Cotidianidades… / Luis Antonio Rincn Garcia

El fin de semana pasado, y nomás por demostrarle a Trump que no estoy de acuerdo con sus políticas discriminatorias y de relaciones exteriores, pensé castigar las finanzas de su país y comprar la despensa de la casa en el mercado del centro de la ciudad.
En realidad mencioné esa acción como una posibilidad remota, casi imposible de llevar a cabo, pues implicaba pasar un buen rato en el tráfico, sufrir para encontrar dónde estacionarse y, claro, caminar esquivando morraletas cargadas de verduras, señores con prisa para llegar a ningún lado, vendedores ambulantes estorbando cualquier camino y a estibadores que avanzan como tráiler sin frenos.
No tenía cinco minutos de haber mencionado esa idea descabellada, cuando la dueña de mis quincenas ya estaba lista (y con el querubín bien peinadito) para emprender la aventura y de paso, como si no tuviéramos trabajo en casa, «chacharear un rato».
─Era broma ─intenté decirle, cuando ya los dos estaban acomodados en el auto, apurándome antes de que avanzara el día y el calor fuera más intenso.
Guardé silencio todo el trayecto, recordando aquello de que las palabras son como las balas, en tanto una vez lanzadas a ninguna de las dos se les puede detener. También iba lamentándome por no saber callarme a tiempo y por ponerme solito en situaciones, si no terribles, al menos altamente incómodas.
Por suerte el querubín bajó del auto con su típica euforia infantil y, sintiéndose el Místico, se lanzó desde el asiento en un tope suicida que su padre atajó en el aire, para terminar riéndose entre mis brazos y, de paso, reconciliándome con la vida.
Entonces empezó la aventura, pues gracias al trabajo, a los compromisos, a la permanente falta de tiempo y a lo intransitable que se había vuelto la zona, tenía meses de no ir a ese territorio que recorrí innumerable veces de niño, cuando de la mano de mi tía Luvia caminaba por los pasillos y las calles laterales del mercado, buscando la fruta más económica, el chayote más fresco, a la amiga que traía sus hortalizas desde el Jobo o al señor que sólo llegaba los jueves y que era el único que vendía auténtica cera de abeja para sobar los vientres enfermos.
Se trató de un trayecto breve pero intenso, en el que avanzamos por los senderos de la nostalgia, desde los cuales la dueña de mis quincenas me señaló a las tlapalerías de siempre, ahora quizá atendida por los nietos de aquellos hombres con quienes nuestros abuelos llegaban a arreglar sus cinturones, y también estaba el vende pilas, desafiando con su oficio a la transformaciones tecnológicas, y al mismo tiempo tan parecido a los vende pilas de ayer, que de pronto se pregunta uno si no a quien en verdad está retando es al pasar tiempo.
No era el único atrapado en sus recuerdos, y mientras llenábamos con imágenes del pasado la memoria de nuestro hijo, la Dueña de mis quincenas me pidió nos detuviéramos en la esquina por donde pasaba con su abuelita, y también frente al pasillo antiguo donde alguna vez jugó y ahora está lleno de comerciantes de artículos que sirven para nada pero que cómo atraen.
Nos dimos el gusto de comprar un agua de coco y de comer un taco de pepita de calabaza sentados en un espacio angosto por donde pasaron mujeres del istmo oaxaqueño, señoras con trajes zoques, hombres de los Altos de Chiapas y merolicos con acento del centro del país.
Al querubín se le fueron agotando las fuerzas y la paciencia, y su ánimo ya no dio para caminar hasta el atrio de la iglesia de San Roque, a pesar de tenerlo a la vista.
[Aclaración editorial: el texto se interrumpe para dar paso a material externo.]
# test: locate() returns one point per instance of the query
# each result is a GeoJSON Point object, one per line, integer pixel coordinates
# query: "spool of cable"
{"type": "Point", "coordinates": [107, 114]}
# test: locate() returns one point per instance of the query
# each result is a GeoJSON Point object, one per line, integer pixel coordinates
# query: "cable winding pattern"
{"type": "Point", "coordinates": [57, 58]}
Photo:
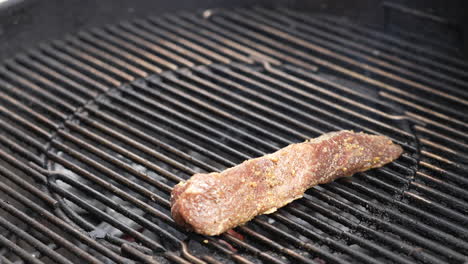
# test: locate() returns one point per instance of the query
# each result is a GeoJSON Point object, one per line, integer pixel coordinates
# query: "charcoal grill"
{"type": "Point", "coordinates": [98, 127]}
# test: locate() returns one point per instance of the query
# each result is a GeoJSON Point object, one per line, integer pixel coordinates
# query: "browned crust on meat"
{"type": "Point", "coordinates": [212, 203]}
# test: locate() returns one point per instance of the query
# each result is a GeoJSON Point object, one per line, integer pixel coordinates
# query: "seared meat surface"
{"type": "Point", "coordinates": [213, 203]}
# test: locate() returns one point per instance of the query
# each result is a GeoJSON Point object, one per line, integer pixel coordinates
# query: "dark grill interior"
{"type": "Point", "coordinates": [97, 128]}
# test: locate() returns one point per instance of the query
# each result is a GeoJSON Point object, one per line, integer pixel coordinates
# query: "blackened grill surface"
{"type": "Point", "coordinates": [96, 129]}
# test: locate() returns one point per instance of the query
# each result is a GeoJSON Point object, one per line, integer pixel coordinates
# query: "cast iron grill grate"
{"type": "Point", "coordinates": [96, 129]}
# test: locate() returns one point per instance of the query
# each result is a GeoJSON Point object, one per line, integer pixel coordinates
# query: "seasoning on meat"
{"type": "Point", "coordinates": [212, 203]}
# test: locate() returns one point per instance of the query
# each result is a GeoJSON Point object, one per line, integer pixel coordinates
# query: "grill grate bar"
{"type": "Point", "coordinates": [108, 46]}
{"type": "Point", "coordinates": [309, 96]}
{"type": "Point", "coordinates": [84, 47]}
{"type": "Point", "coordinates": [408, 222]}
{"type": "Point", "coordinates": [205, 83]}
{"type": "Point", "coordinates": [119, 208]}
{"type": "Point", "coordinates": [211, 120]}
{"type": "Point", "coordinates": [121, 194]}
{"type": "Point", "coordinates": [435, 182]}
{"type": "Point", "coordinates": [91, 60]}
{"type": "Point", "coordinates": [271, 111]}
{"type": "Point", "coordinates": [55, 76]}
{"type": "Point", "coordinates": [399, 42]}
{"type": "Point", "coordinates": [34, 77]}
{"type": "Point", "coordinates": [187, 120]}
{"type": "Point", "coordinates": [173, 136]}
{"type": "Point", "coordinates": [44, 249]}
{"type": "Point", "coordinates": [329, 65]}
{"type": "Point", "coordinates": [62, 70]}
{"type": "Point", "coordinates": [275, 28]}
{"type": "Point", "coordinates": [54, 99]}
{"type": "Point", "coordinates": [60, 240]}
{"type": "Point", "coordinates": [315, 27]}
{"type": "Point", "coordinates": [164, 34]}
{"type": "Point", "coordinates": [24, 122]}
{"type": "Point", "coordinates": [33, 101]}
{"type": "Point", "coordinates": [216, 30]}
{"type": "Point", "coordinates": [224, 114]}
{"type": "Point", "coordinates": [77, 64]}
{"type": "Point", "coordinates": [152, 140]}
{"type": "Point", "coordinates": [446, 118]}
{"type": "Point", "coordinates": [27, 186]}
{"type": "Point", "coordinates": [135, 50]}
{"type": "Point", "coordinates": [132, 156]}
{"type": "Point", "coordinates": [143, 43]}
{"type": "Point", "coordinates": [140, 32]}
{"type": "Point", "coordinates": [349, 236]}
{"type": "Point", "coordinates": [220, 113]}
{"type": "Point", "coordinates": [112, 175]}
{"type": "Point", "coordinates": [180, 127]}
{"type": "Point", "coordinates": [208, 43]}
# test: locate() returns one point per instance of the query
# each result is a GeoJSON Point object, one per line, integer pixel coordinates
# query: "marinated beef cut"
{"type": "Point", "coordinates": [213, 203]}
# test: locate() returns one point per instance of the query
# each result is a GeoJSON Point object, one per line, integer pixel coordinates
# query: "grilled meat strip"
{"type": "Point", "coordinates": [213, 203]}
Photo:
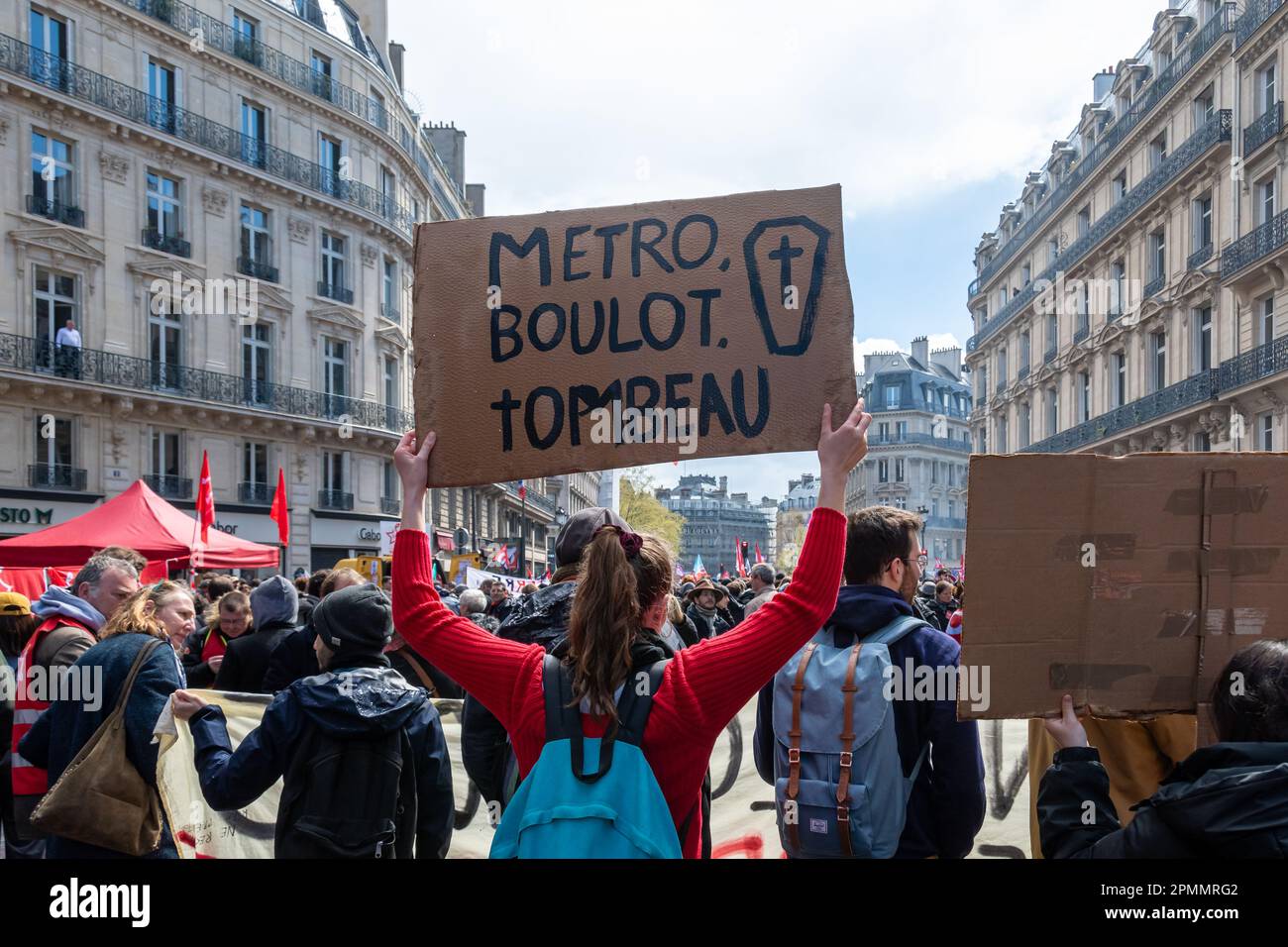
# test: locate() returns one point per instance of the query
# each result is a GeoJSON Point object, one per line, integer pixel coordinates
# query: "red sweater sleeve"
{"type": "Point", "coordinates": [707, 684]}
{"type": "Point", "coordinates": [498, 673]}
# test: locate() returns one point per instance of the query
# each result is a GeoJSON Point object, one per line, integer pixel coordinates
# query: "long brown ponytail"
{"type": "Point", "coordinates": [614, 589]}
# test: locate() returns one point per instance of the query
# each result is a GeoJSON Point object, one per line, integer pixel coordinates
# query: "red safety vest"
{"type": "Point", "coordinates": [30, 780]}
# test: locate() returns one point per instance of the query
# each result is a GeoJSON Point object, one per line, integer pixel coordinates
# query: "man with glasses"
{"type": "Point", "coordinates": [883, 570]}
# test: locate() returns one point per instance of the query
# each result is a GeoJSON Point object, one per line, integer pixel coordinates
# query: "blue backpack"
{"type": "Point", "coordinates": [840, 795]}
{"type": "Point", "coordinates": [590, 796]}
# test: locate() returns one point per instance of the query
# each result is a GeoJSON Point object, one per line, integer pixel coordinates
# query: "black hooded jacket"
{"type": "Point", "coordinates": [1227, 800]}
{"type": "Point", "coordinates": [360, 697]}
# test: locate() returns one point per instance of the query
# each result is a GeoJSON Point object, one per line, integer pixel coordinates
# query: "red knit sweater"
{"type": "Point", "coordinates": [703, 686]}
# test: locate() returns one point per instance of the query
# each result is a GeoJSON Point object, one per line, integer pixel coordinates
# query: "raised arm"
{"type": "Point", "coordinates": [497, 672]}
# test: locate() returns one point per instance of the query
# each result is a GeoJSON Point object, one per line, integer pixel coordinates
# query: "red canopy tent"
{"type": "Point", "coordinates": [138, 519]}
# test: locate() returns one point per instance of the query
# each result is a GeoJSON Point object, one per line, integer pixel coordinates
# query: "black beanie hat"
{"type": "Point", "coordinates": [357, 620]}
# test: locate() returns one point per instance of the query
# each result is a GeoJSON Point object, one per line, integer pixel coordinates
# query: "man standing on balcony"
{"type": "Point", "coordinates": [68, 350]}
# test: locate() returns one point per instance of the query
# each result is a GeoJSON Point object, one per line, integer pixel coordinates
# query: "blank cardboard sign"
{"type": "Point", "coordinates": [1125, 581]}
{"type": "Point", "coordinates": [726, 321]}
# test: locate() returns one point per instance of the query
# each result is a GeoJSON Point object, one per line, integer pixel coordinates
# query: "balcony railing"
{"type": "Point", "coordinates": [1218, 129]}
{"type": "Point", "coordinates": [335, 500]}
{"type": "Point", "coordinates": [165, 243]}
{"type": "Point", "coordinates": [258, 493]}
{"type": "Point", "coordinates": [39, 357]}
{"type": "Point", "coordinates": [170, 486]}
{"type": "Point", "coordinates": [1193, 390]}
{"type": "Point", "coordinates": [1254, 13]}
{"type": "Point", "coordinates": [1253, 245]}
{"type": "Point", "coordinates": [55, 476]}
{"type": "Point", "coordinates": [947, 444]}
{"type": "Point", "coordinates": [1199, 257]}
{"type": "Point", "coordinates": [134, 105]}
{"type": "Point", "coordinates": [257, 268]}
{"type": "Point", "coordinates": [1252, 367]}
{"type": "Point", "coordinates": [1109, 141]}
{"type": "Point", "coordinates": [340, 294]}
{"type": "Point", "coordinates": [55, 210]}
{"type": "Point", "coordinates": [1263, 129]}
{"type": "Point", "coordinates": [292, 72]}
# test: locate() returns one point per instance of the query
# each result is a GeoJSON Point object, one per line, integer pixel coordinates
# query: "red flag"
{"type": "Point", "coordinates": [205, 500]}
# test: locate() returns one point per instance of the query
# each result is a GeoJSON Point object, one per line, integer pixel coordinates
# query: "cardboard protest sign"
{"type": "Point", "coordinates": [1125, 581]}
{"type": "Point", "coordinates": [593, 339]}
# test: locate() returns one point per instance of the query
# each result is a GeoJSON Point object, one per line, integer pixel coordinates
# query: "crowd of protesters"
{"type": "Point", "coordinates": [614, 648]}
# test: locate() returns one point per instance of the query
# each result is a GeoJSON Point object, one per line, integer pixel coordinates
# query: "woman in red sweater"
{"type": "Point", "coordinates": [621, 598]}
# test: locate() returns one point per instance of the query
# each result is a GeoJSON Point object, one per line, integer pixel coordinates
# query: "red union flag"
{"type": "Point", "coordinates": [205, 500]}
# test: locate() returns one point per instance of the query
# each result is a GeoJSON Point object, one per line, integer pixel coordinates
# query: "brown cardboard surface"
{"type": "Point", "coordinates": [1189, 569]}
{"type": "Point", "coordinates": [758, 371]}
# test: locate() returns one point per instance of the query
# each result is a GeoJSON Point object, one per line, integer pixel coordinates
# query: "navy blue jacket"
{"type": "Point", "coordinates": [375, 701]}
{"type": "Point", "coordinates": [947, 804]}
{"type": "Point", "coordinates": [59, 733]}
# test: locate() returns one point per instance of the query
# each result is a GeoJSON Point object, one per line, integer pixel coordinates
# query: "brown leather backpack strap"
{"type": "Point", "coordinates": [794, 753]}
{"type": "Point", "coordinates": [117, 716]}
{"type": "Point", "coordinates": [842, 787]}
Me hubiera gustado mostrarle el barandal por donde cuentan que se deslizaba un espectro, los árboles que alguna vez intenté trepar y la casa donde viví de lunes a viernes, durante cinco años, con mi tía Luvia.
Al final decidimos ir a comer en el Flamingo, un restaurant añejo, al cual llegaban nuestros padres antes de siquiera pensar en tenernos como hijos, y al que después nos llevaron siendo niños, mucho antes de que la dueña de mis quincenas y yo nos conociéramos.
Fue ahí donde empecé a pensar en compartirles esta historia, no porque en una actitud megalómana piense que mi recuerdos puedan ser importantes para otros, sino porque tengo la certeza de que para una gran mayoría, hay una calle, un callejón, un negocio, que lo hace voltear al pasado y sonreír con nostalgia, por aquello que ya fue, por aquello que todavía es parte de nosotros. Hasta la próxima.